We do not disagree that the defendants’ actions benefited the public. But as the Court explained in Mugler, when the state acts to preserve the “safety of the public,” the state “is not, and, consistent with the existence and safety of organized society, cannot be, burdened with the condition that the state must compensate [affected property owners] for pecuniary losses they may sustain” in the process. Thus, “[a]s unfair as it may seem,” the Takings Clause simply “does not entitle all aggrieved owners to recompense.”
Accordingly, we reject the Lechs’ first broad challenge to the district court’s ruling and hold that when the state acts pursuant to its police power, rather than the power of eminent domain, its actions do not constitute a taking for purposes of the Takings Clause. And we further hold that this distinction remains dispositive in cases that, like this one, involve the direct physical appropriation or invasion of private property.
The appeals court says destroying a house is just an unfortunate byproduct of law enforcement. While it does acknowledge this narrow reading of the Takings Clause won’t encourage officers to be more careful with other people’s property when apprehending suspects, it says this won’t prevent officers from being held individually responsible for “willfully or wantonly” destroying property. But if this the bar the Tenth Circuit is setting, it will be almost impossible for plaintiffs to meet it without evidence officers were more destructive than they needed to be to effect an arrest.

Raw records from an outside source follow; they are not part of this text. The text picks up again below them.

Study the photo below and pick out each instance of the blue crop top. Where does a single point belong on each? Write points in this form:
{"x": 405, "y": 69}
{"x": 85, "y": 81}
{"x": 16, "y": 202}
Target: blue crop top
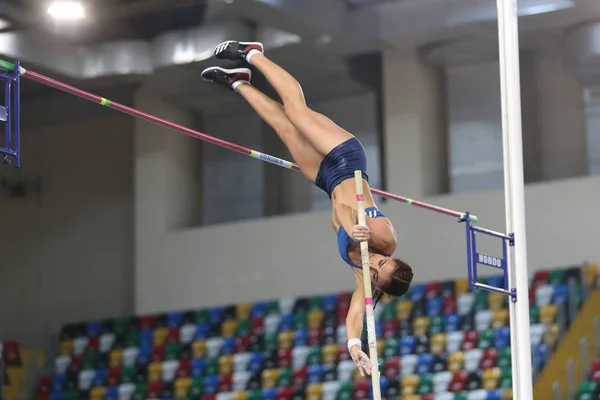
{"x": 344, "y": 239}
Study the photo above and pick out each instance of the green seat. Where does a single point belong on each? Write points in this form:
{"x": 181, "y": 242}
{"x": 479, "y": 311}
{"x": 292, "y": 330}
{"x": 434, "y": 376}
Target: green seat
{"x": 390, "y": 349}
{"x": 556, "y": 277}
{"x": 505, "y": 378}
{"x": 486, "y": 339}
{"x": 346, "y": 391}
{"x": 285, "y": 377}
{"x": 212, "y": 366}
{"x": 425, "y": 384}
{"x": 300, "y": 320}
{"x": 315, "y": 303}
{"x": 314, "y": 356}
{"x": 436, "y": 325}
{"x": 271, "y": 341}
{"x": 503, "y": 359}
{"x": 243, "y": 328}
{"x": 201, "y": 316}
{"x": 173, "y": 351}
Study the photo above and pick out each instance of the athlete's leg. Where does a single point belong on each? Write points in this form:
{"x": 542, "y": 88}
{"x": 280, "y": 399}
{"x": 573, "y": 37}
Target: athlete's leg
{"x": 273, "y": 114}
{"x": 322, "y": 133}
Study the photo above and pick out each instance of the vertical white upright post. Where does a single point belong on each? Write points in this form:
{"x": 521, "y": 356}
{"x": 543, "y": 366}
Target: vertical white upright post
{"x": 514, "y": 188}
{"x": 364, "y": 253}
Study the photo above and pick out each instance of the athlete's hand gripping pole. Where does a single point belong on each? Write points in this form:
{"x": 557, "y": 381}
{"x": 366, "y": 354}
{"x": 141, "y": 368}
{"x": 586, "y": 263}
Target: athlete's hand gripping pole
{"x": 364, "y": 252}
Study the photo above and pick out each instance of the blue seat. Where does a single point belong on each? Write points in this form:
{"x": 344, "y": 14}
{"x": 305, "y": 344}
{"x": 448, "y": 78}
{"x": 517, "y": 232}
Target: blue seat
{"x": 197, "y": 367}
{"x": 259, "y": 310}
{"x": 452, "y": 323}
{"x": 424, "y": 364}
{"x": 211, "y": 384}
{"x": 502, "y": 338}
{"x": 407, "y": 345}
{"x": 301, "y": 337}
{"x": 174, "y": 319}
{"x": 315, "y": 374}
{"x": 434, "y": 307}
{"x": 286, "y": 323}
{"x": 255, "y": 363}
{"x": 94, "y": 328}
{"x": 100, "y": 377}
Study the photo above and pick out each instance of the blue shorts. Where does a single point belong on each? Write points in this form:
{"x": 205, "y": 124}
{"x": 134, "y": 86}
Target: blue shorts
{"x": 340, "y": 163}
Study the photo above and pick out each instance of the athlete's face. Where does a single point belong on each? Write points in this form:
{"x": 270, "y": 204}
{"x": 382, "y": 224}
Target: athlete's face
{"x": 381, "y": 269}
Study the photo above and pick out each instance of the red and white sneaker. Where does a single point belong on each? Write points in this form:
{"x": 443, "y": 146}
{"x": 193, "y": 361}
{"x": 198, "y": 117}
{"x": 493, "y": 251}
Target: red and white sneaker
{"x": 228, "y": 77}
{"x": 235, "y": 51}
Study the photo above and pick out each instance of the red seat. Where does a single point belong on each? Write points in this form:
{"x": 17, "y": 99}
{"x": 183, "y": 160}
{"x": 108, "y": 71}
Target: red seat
{"x": 459, "y": 380}
{"x": 449, "y": 305}
{"x": 488, "y": 358}
{"x": 154, "y": 390}
{"x": 241, "y": 344}
{"x": 432, "y": 290}
{"x": 284, "y": 358}
{"x": 299, "y": 377}
{"x": 391, "y": 368}
{"x": 158, "y": 353}
{"x": 285, "y": 393}
{"x": 183, "y": 370}
{"x": 470, "y": 341}
{"x": 114, "y": 376}
{"x": 257, "y": 326}
{"x": 315, "y": 336}
{"x": 147, "y": 322}
{"x": 390, "y": 329}
{"x": 11, "y": 354}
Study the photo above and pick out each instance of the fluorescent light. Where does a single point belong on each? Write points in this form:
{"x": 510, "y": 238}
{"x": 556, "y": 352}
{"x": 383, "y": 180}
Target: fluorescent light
{"x": 66, "y": 10}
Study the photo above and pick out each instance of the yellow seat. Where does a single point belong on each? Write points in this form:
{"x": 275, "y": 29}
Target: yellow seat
{"x": 226, "y": 364}
{"x": 115, "y": 358}
{"x": 496, "y": 301}
{"x": 330, "y": 354}
{"x": 420, "y": 326}
{"x": 500, "y": 318}
{"x": 97, "y": 393}
{"x": 269, "y": 378}
{"x": 490, "y": 378}
{"x": 160, "y": 336}
{"x": 199, "y": 348}
{"x": 182, "y": 386}
{"x": 66, "y": 347}
{"x": 155, "y": 371}
{"x": 403, "y": 310}
{"x": 285, "y": 339}
{"x": 548, "y": 314}
{"x": 228, "y": 328}
{"x": 409, "y": 385}
{"x": 314, "y": 319}
{"x": 313, "y": 391}
{"x": 455, "y": 361}
{"x": 243, "y": 311}
{"x": 461, "y": 286}
{"x": 437, "y": 343}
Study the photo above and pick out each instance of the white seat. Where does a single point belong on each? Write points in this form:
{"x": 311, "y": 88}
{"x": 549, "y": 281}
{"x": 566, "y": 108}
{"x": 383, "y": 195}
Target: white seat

The law provides few protections for homeowners whose property comes between criminals and the officers pursuing them. While this is the end of the line for Lech’s Fifth Amendment claims, he may still win enough from his surviving claims (negligence, intentional infliction of emotional distress, property deprivation under state law) to recover from his government-inflicted loss. Then again, it’s going to be hard to prove officers did anything to Lech directly. If property destruction is just an unfortunate side effect of capturing criminal suspects, the lower court will likely side with the destroyers.